Despite the reduction, the PSR has insisted that over 99 percent of APP fraud claims, by volume, would still be fully covered under the proposed cap.
“We listened to concerns about the reimbursement limit and committed to collecting more evidence to inform our approach,” said David Geale, the PSR’s managing director. “As a result, we are now consulting on a limit that still covers the vast majority of authorised push payment scams and strikes the right balance.”
Geale continued that despite the climbdown, consumers in the UK will still receive world-leading protection, and payment providers will still be heavily incentivised to improve anti-fraud protections. “We maintain effective market competition and innovation.”
The move has been positively received in the payments industry so far, with Alex Reddish, managing director of Tribe Payments, saying that it is “a positive step towards safeguarding the growth of the UK fintech industry”.
“By addressing this issue, the PSR is not only enhancing the security framework but also supporting the broader financial ecosystem.”
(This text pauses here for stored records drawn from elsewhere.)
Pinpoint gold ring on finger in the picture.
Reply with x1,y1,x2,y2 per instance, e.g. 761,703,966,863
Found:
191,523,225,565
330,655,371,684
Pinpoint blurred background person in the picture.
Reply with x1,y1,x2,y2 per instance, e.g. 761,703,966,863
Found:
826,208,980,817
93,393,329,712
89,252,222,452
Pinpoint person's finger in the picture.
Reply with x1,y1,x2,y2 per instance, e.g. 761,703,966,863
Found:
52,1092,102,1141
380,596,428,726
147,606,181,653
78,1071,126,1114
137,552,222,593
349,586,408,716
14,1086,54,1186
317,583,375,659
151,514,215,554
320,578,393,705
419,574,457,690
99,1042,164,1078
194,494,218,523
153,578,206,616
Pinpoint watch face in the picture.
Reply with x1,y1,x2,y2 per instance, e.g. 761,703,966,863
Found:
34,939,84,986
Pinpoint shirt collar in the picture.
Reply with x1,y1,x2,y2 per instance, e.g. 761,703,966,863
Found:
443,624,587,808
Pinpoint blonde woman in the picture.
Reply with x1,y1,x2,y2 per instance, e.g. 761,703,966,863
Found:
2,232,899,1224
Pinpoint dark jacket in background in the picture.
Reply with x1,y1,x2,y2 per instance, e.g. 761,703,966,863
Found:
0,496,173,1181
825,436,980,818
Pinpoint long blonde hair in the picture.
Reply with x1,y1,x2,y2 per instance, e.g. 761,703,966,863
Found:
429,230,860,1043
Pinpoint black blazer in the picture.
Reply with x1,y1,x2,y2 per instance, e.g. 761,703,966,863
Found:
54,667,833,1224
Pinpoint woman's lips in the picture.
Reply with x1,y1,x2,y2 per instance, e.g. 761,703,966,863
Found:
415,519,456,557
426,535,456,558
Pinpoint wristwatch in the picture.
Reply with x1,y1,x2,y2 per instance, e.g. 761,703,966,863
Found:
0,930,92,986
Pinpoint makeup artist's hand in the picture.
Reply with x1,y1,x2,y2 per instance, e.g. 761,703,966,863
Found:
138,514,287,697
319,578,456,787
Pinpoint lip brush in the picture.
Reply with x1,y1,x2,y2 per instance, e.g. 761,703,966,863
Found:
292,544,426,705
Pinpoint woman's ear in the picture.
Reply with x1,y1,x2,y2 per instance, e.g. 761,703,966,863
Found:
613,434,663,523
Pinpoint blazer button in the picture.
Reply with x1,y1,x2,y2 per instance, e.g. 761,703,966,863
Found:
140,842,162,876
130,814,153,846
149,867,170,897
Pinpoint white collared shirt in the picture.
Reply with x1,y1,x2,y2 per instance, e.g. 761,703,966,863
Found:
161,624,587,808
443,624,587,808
Reddish continued that while it’s crucial to tackle the underlying problem of fraud, which cost the industry nearly £5bn in 2023, balancing these measures with the need to nurture and sustain the fintech sector is equally important. “This move signals a commitment to both innovation and security, ensuring that the UK remains a global leader in financial technology while actively working to mitigate the impacts of fraud.”
Meanwhile, Dima Kats, CEO and founder of Clear Junction, said that he was “highly supportive of the ongoing dialogue between the industry and regulators”.
“The concerns raised across the industry about the potential impact of the new regime have clearly been acknowledged,” he said.
While Kats pointed out that the new threshold of £85,000 remains high, “it’s reassuring to see that feedback is being heard and considered”.
“This move strikes a better balance between protecting consumers and ensuring the continued innovation and competitiveness of the financial sector.”
What drove this change?
The decision to review the cap follows the PSR's analysis of APP fraud cases, which found that out of more than 250,000 cases in 2023, only 18 involved losses exceeding £415,000, and 411 involved losses over £85,000.
The review also highlighted that high-value scams often consist of multiple smaller transactions, reducing the effectiveness of transaction limits as a fraud management tool.
“It is our view that this proposed approach will ensure that we and the industry can deliver timely and effective consumer protections from Faster Payments APP scams, which would address the vast majority of APP scams experienced by consumers, while mitigating concerns we have heard about the potential risks and impacts of our original approach to start the maximum level of reimbursement at £415,000 per Faster Payments APP scams claim,” the PSR says in its consultation.
The cap has been consistently unpopular with the payments industry. During the summer payments lobby group the Payments Association pushed for the cap to be delayed by a year, and also called on Tulip Siddiq, the newly appointed economic secretary to the Treasury and City minister, to reduce the mandatory reimbursement cap fraud to £30,000.
The backlash is also thought to have triggered the exit of the PSR’s managing director, Chris Hemsley, back in June.
Although the new cap represents a shift in consumer protection, the PSR emphasises that it will not weaken the overall strength of the UK's fraud prevention framework.
The regulator is committed to ensuring that payment service providers (PSPs) meet their obligations and that victims of APP fraud are reimbursed promptly and fairly.
The PSR’s proposed cap and other fraud prevention measures are set to take effect on October 7.
Pay.UK, which operates the Faster Payments system, has confirmed that it will be ready to implement the new protections by this date.
The consultation on the proposed cap will close on September 18, and the PSR is expected to finalise its approach by the end of September, ensuring that the new measures are in place as scheduled.